7.2. Company may terminate this Agreement at any time for
cause, with such termination to be effected by the Company's giving Employee
written notice of termination. The term "For Cause" shall include termination of
employment as a result of any of the following: (i) a material breach of this
Agreement by Employee; or (ii) as a result of a determination by the Board,
acting reasonably, that the Employee has (A) committed a criminal act or an act
constituting moral turpitude, or (B) committed any fraudulent act, or (C)
breached the Employee's fiduciary duty to the Company.
7.3. Company may terminate this Agreement immediately by
Company's giving written notice of termination to Employee and by the Company's
paying Employee's compensation in accordance with the terms of this Agreement
for a period beginning on the date of termination and ending on the earlier to
occur of 90 days after the date of termination and the end of the Term of this
Agreement in accordance with Section 2 of this Agreement. It is further
understood that in the event the Agreement is terminated per this Paragraph 7.3.
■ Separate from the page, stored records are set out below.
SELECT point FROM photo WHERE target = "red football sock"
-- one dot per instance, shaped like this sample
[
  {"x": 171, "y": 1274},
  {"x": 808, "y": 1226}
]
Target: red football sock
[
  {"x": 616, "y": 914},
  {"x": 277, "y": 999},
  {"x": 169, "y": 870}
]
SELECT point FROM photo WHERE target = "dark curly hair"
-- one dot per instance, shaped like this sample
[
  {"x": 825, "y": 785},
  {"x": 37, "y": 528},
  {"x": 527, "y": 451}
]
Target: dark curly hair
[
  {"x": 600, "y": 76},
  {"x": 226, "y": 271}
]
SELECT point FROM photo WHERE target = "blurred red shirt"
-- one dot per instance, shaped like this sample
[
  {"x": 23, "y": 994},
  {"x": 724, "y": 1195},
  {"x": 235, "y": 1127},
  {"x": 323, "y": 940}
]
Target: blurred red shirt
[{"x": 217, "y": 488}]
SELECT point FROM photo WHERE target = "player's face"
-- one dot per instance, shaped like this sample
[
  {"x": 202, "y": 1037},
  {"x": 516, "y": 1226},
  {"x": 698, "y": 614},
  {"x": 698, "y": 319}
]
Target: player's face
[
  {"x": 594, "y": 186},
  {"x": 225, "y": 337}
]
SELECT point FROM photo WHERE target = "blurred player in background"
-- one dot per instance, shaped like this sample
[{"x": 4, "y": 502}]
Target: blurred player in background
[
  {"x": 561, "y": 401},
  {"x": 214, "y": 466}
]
that any other outstanding amounts owing to Employee by Company as of the date
of termination shall be paid in full to Employee no later than 60 days from the
date of termination.
7.4. At the option of either Party, this Agreement may be
terminated within six months after the date of a "Change In Control" of the
Company, as defined below, by giving 90 days' prior written notice of
termination to Employee. A Change In Control shall mean the sale, liquidation,
dissolution, consolidation, merger or other business combination of or involving
the Company, which consolidation, merger or other business combination results
in persons and/or entities, other than shareholders of Company immediately prior
to the transaction, owning a majority of Company's outstanding common stock, or
the change in ownership of more than 50 percent of the Company, or the transfer
of all or substantially all of the Company's assets.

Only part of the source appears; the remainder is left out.